Set your context to the chosen toolkit. By setting the context, the selected toolkit functions become available to you. The optional parameter reset can be used to reset your login information.

get context

Display the currently selected toolkit.

unset context

Exit your toolkit context. You will no longer have access to toolkit-specific functions.

Runs

create run

Start recording a run.

remove run <run_name>

remove a run.

save run as <run_name>

Stop recording a run and save it.

run <run_name>

Execute a previously recorded run. This will execute every command and continue regardless of any failures.

list runs

List all runs saved in the current workspace.

display run <run_name>

Display the commands stored in a certain run.

Utility

display data '<filename.csv>'

Display data from a csv file.

result save [as '<filename.csv>']

Save table data to csv file.

result open

Explore table data in the browser.
if you append -d to the end of the command result open -d display will result to data viewer.

result edit

Edit table data in the browser.
if you append -d to the end of the command result open -d display will result to data viewer.

result copy

Copy table data to clipboard, formatted for spreadheet.

result display

Display the result in the CLI.

    if you append `-d` to the end of the command `result open -d` display will result to data viewer. <br>

result as dataframe

Return the result as dataframe (only for Jupyter Notebook)

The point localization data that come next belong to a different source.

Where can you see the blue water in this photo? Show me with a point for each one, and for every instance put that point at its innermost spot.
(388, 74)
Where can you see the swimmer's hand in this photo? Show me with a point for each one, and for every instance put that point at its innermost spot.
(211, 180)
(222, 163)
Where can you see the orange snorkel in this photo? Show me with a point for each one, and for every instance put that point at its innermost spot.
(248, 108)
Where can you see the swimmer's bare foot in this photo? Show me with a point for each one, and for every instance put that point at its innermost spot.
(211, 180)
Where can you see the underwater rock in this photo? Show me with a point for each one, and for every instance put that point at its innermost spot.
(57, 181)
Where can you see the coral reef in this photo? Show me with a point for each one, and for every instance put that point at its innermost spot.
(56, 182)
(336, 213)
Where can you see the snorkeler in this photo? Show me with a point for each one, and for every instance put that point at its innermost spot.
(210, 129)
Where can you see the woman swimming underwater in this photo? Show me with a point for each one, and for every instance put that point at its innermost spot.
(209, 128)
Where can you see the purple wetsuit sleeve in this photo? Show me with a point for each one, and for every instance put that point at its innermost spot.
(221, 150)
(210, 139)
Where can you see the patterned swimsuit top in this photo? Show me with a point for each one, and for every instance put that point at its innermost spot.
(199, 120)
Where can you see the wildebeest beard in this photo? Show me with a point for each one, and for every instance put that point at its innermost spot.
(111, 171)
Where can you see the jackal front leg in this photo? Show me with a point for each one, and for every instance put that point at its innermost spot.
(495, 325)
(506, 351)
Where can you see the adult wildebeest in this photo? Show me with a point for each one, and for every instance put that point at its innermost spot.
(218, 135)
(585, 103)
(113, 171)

edit config '<json_config_file>' [ schema '<schema_file>']

Edit any JSON file in your workspace directly from the CLI. If a schema is specified, it will be used for validation and documentation.

GUI

install gui

Install the OpenAD GUI (graphical user interface).

The graphical user interface allows you to browse your workspace and visualize your datasets and molecules.

launch gui

Launch the OpenAD GUI (graphical user interface).

restart gui

Terminate and then restart the GUI server.

quit gui

Terminate the GUI server.

LLM

tell me <how to do xyz>

Ask your AI assistant how to do anything in OpenAD.

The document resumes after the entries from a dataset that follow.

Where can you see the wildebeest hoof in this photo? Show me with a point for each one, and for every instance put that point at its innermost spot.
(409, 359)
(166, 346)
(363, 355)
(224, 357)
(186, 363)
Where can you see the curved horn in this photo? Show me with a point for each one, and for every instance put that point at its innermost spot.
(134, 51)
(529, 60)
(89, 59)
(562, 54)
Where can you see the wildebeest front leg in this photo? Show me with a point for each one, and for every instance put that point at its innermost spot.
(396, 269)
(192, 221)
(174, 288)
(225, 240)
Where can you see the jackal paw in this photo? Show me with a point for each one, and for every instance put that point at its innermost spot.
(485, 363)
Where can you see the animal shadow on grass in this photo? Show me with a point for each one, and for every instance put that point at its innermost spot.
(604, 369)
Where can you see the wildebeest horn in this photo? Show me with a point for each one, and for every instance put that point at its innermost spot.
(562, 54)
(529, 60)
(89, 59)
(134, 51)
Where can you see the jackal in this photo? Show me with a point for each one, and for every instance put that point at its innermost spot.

set llm <language_model_name>

Set the target language model name for the tell me command.

clear llm auth

Clear the language model’s authentication file.

File System

list files [ path ]

List al directories and files in your current workspace.

import from '<external_source_file>' to '<workspace_file>'

Import a file from outside OpenAD into your current workspace.

export from '<workspace_file>' to '<external_file>'

Export a file from your current workspace to anywhere on your hard drive.

copy file '<workspace_file>' to '<other_workspace_name>'

Export a file from your current workspace to another workspace.

remove '<filename>'

Remove a file from your current workspace.

open '<filename>'

Open a file or dataframe in an iframe

Examples:

  • open 'base_molecules.sdf'
  • open my_dataframe

Help

intro

Display an introduction to the OpenAD CLI.

docs

Open the documentation webpage.

?

List all available commands.

? ...<soft> --> List all commands containing "..."</soft>

... ?<soft> --> List all commands starting with "..."</soft>

Model

model auth list

show authentication group mapping

model auth add group '<auth_group>'|<auth_group> with '<api_key>'

add an authentication group for model services to use

model auth remove group '<auth_group>' | <auth_group>

remove an authentication group

model auth add service '<service_name>'|,service_name> to group '<auth_group>'|<auth_group>

Attach an authentication group to a model service

model auth remove service '<service_name>'|<service_name>

Detatch an authentication group from a model service

model service status

Get the status of currently cataloged services

model service describe '<service_name>'|<service_name>

get the configuration of a service

model catalog list

get the list of currently cataloged services

uncatalog model service '<service_name>'|<service_name>

uncatalog a model service

Example:
uncatalog model service 'gen'

catalog model service from (remote) '<path> or <github> or <service_url>' as '<service_name>'|<service_name> USING (<parameter>=<value> <parameter>=<value>)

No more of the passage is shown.